Speciation and fate of radionuclides in environment are strongly dependent on their interaction with various mineral surfaces. Presence of impurity atoms in minerals modifies these interactions. 237Np, a long-lived component of nuclear high-level waste, is highly mobile in environment as neptunyl (NpO2+) cation. Role of impurities in defining its interaction with mineral surfaces present in natural and engineered systems is yet to be completely understood. Manganese is a ubiquitous impurity present in naturally occurring iron corrosion product, magnetite. Here, a series of manganese (Mn)-doped magnetites (FM) was synthesized and the evolution of solid-sorbed speciation of Np(V) was investigated as a function of Mn doping (3–11 wt%) in near neutral pH condition.
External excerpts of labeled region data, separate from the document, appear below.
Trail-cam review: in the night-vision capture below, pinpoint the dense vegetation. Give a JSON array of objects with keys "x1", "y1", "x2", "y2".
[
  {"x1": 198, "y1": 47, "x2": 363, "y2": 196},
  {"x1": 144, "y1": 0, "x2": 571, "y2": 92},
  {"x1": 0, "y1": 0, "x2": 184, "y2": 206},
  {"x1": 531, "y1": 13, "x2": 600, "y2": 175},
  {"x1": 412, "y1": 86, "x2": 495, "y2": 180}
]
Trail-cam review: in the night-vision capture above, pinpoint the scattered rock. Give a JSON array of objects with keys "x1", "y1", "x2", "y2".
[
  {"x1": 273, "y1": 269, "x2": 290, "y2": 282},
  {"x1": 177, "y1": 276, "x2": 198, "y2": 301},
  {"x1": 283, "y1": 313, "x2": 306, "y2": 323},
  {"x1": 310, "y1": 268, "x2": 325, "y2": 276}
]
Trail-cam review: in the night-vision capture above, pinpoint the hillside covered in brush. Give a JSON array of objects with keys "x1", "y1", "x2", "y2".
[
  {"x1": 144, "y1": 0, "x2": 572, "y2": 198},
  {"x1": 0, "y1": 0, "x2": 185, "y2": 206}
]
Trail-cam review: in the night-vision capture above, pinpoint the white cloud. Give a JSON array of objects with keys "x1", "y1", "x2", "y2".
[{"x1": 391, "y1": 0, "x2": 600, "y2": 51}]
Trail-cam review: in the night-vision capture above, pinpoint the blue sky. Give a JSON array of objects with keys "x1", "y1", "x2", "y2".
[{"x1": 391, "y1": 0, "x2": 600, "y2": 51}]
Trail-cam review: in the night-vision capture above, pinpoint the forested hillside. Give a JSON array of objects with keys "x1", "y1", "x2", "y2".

Combining Mn K-edge and Np L3-edge X-ray absorption fine structure spectra with Np M5-edge high energy-resolution X-ray absorption near-edge structure spectra, we found nanoparticulate NpIVO2 solid as the single speciation of Np sorbed on both doped and undoped magnetites. Without changing the surface speciation of Np, Mn-O sites did show preference for sorbing Np(V) vis-á-vis Fe-O sites. Mn participates through Fe(II)/Mn(III) redox couple in reducing sorbed Np(V). Its participation, however, becomes significant only when the doped-magnetite contains a critical minimum concentration (> 6 wt%) of Mn. This study highlights the significant role of impurity atom wherein it interacts with sorbing species through redox process.